Getting Data In

Including specific incoming data from monitored log files

geoffmoraes
Path Finder

I am attempting to index just a few interesting events from an application's log files. These are unstructured text files. I do not want to index the entire log files, as those are at least 400MB per file. The events that I want to extract may not even add up to 4MB per day.

If I run a search with regex on the complete logs that were already indexed in a test run, I get just the required events.

So this works..

index=someindex sourcetype=somesourcetype 
| regex _raw="my_regex_to_look_for_specific_text"

 

But when I add the same regex as a whitelist for future events, it does not index any new logs at all. If I take off the whitelist, the logs come in.

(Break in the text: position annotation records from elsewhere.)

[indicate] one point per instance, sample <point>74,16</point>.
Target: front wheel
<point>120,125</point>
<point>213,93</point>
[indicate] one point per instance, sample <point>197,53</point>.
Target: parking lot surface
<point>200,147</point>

[monitor://E:\Program Files\some app\Logs\...\servername_LOGTYPE_*.txt]
disabled=0
index=someindex
sourcetype=somesourcetype
renderXml=false
whitelist1 = _raw = "my_regex_to_look_for_specific_text"

 

The documentation seems to covers lot on whitelisting file names, and not content within the files. https://docs.splunk.com/Documentation/Splunk/8.0.4/Data/Whitelistorblacklistspecificincomingdata

The only piece relevant to what I'm attempting to do is an example to blacklist the EventCode field with the value 4622.

[WinEventLog:Security]
blacklist1 = EventCode = "4662" Message = "Account Name:\s+(example account)"

 

The only difference I can see is that my logs are unstructured and do not have fields parsed by splunk. So that leaves me with _raw as a field for my whitelist.

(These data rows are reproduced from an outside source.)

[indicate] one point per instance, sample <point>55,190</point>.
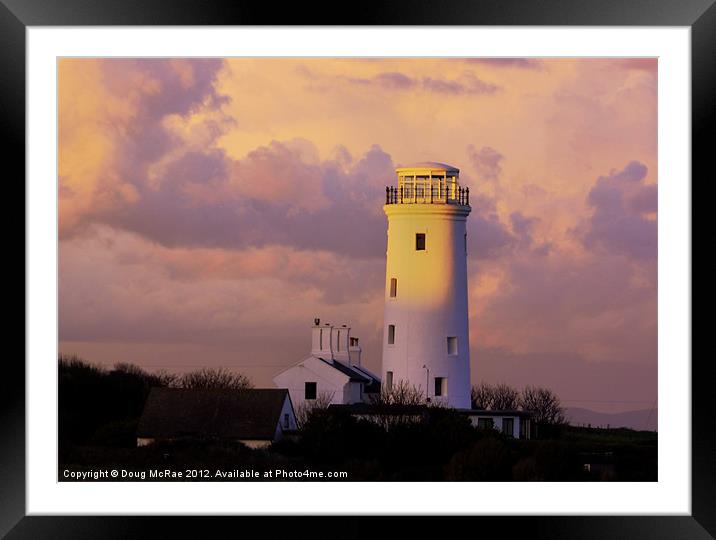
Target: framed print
<point>413,262</point>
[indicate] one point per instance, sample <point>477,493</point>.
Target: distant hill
<point>641,420</point>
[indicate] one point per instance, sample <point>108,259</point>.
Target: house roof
<point>212,413</point>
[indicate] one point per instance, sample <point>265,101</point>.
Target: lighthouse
<point>426,341</point>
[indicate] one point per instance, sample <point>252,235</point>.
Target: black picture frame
<point>17,15</point>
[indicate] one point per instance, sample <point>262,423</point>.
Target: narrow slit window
<point>419,241</point>
<point>452,345</point>
<point>440,386</point>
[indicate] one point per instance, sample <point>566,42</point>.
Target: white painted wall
<point>329,381</point>
<point>497,421</point>
<point>431,302</point>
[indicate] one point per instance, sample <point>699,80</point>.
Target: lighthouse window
<point>440,386</point>
<point>452,345</point>
<point>420,241</point>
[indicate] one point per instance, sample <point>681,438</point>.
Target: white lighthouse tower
<point>426,342</point>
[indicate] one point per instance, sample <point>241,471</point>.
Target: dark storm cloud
<point>486,161</point>
<point>618,223</point>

Is there a way to do the whitelisting of specific content in the _raw field? Or any other way?

Labels (4)
0 Karma
1 Solution

gcusello
SplunkTrust
SplunkTrust

Hi @geoffmoraes ,

if you see in the above link there are two Use cases:

  • Discard specific events and keep the rest,
  • Keep specific events and discard the rest.

probably your is the second one ( https://docs.splunk.com/Documentation/Splunk/8.0.4/Forwarding/Routeandfilterdatad#Keep_specific_even... 😞

In props.conf

[your_sourcetype]
TRANSFORMS-set= setnull,setparsing

(beware to the order of commands in TRANSFORMS-set!)

In transforms.conf

[setnull]
REGEX = .
DEST_KEY = queue
FORMAT = nullQueue

[setparsing]
REGEX = keyword1|keyword2|keyword3
DEST_KEY = queue
FORMAT = indexQueue

(order isn't important!)

Ciao.

Giuseppe

View solution in original post

0 Karma

boz_8058
Explorer

You can only exclude files and directories within the monitor stanza on the UF. The WinEventLog example is for a pre-configured format that Splunk understands. This is why you are able to be more granular in the filtering.

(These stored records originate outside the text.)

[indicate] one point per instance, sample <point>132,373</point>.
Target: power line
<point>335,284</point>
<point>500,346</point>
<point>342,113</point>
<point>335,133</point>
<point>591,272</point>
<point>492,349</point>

Filtering can be done on the indexer.

0 Karma

gcusello
SplunkTrust
SplunkTrust

Hi @geoffmoraes ,

whitelist parameter is related to the name of the files to ingest, not to the events (https://docs.splunk.com/Documentation/Splunk/8.0.4/Admin/Inputsconf).

It isn't possible to filter events at Forwarder level with the only exception of wineventlogs.

So if you want to filter data, you have to do this on Indexers or (when present) on Heavy Forwarders.

To do this, follow the instructions  at https://docs.splunk.com/Documentation/Splunk/8.0.4/Forwarding/Routeandfilterdatad#Filter_event_data_... .

In few words, you have to find the correct regex (and you did it)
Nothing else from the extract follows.